Giornata mondiale della felicitàPerché i marinai hanno buoni motivi per ridere

Lars Bolle

 · 20.03.2026

Giornata mondiale della felicità: perché i marinai hanno buoni motivi per ridere
Il successo sportivo può anche rendere felici. Il Team Malizia alla The Ocean Race 2023 dopo la tappa 7 | Foto Ricardo Pinto / Team Malizia
La Finlandia è ancora una volta in testa alla classifica mondiale della felicità, mentre la Germania ha registrato un leggero aumento. Per i velisti, questa è più di una nota a margine, poiché molte cose che promuovono il benessere sono scontate sull'acqua.

Il 20 marzo è la Giornata mondiale della felicità. È ufficialmente chiamata Giornata internazionale della felicità. È stata istituita dalle Nazioni Unite per pubblicizzare la felicità, il benessere e la qualità della vita come obiettivi politici e sociali. Il 12 luglio 2012, l'Assemblea generale delle Nazioni Unite ha deciso di dichiarare il 20 marzo la Giornata internazionale della felicità con la risoluzione 66/281. La giornata è stata celebrata ufficialmente per la prima volta nel 2013.

Questa data è particolarmente interessante per gli sport acquatici.
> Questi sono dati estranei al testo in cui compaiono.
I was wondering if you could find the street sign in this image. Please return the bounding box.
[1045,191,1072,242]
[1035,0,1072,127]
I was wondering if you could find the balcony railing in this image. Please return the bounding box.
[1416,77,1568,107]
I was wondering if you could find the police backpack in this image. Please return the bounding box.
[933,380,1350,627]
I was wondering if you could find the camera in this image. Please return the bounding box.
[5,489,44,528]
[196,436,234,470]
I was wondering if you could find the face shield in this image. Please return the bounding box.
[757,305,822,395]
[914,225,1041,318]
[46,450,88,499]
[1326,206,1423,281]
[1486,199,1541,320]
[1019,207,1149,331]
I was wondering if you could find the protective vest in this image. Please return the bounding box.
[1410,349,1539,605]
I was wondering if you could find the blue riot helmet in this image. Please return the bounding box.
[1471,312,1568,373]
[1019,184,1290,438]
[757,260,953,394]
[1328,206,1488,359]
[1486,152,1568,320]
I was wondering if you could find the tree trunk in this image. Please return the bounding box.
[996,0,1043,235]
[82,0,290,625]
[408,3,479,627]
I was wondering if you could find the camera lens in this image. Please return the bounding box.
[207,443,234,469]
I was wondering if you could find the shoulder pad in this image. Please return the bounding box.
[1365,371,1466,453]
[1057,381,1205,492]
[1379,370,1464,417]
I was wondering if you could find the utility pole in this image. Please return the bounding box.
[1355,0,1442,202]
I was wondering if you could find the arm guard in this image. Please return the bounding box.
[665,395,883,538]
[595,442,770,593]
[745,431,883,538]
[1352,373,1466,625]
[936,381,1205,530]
Dopo tutto, molte delle cose che la ricerca associa alla soddisfazione della vita sono quasi scontate in acqua. L'esperienza della natura, l'esercizio fisico, la socializzazione e la fuga dalla vita quotidiana sono tutte parti integranti della navigazione.

Cosa mostra la nuova classifica della felicità

La Giornata Mondiale della Felicità mette regolarmente a fuoco anche il Rapporto Mondiale della Felicità. Il rapporto è pubblicato dal Wellbeing Research Centre dell'Università di Oxford insieme a Gallup e al Sustainable Development Solutions Network delle Nazioni Unite. Non misura solo l'umore o il buonumore spontaneo. Si basa sulla cosiddetta Scala di Cantril, ovvero la valutazione della propria vita su una scala da 0 a 10.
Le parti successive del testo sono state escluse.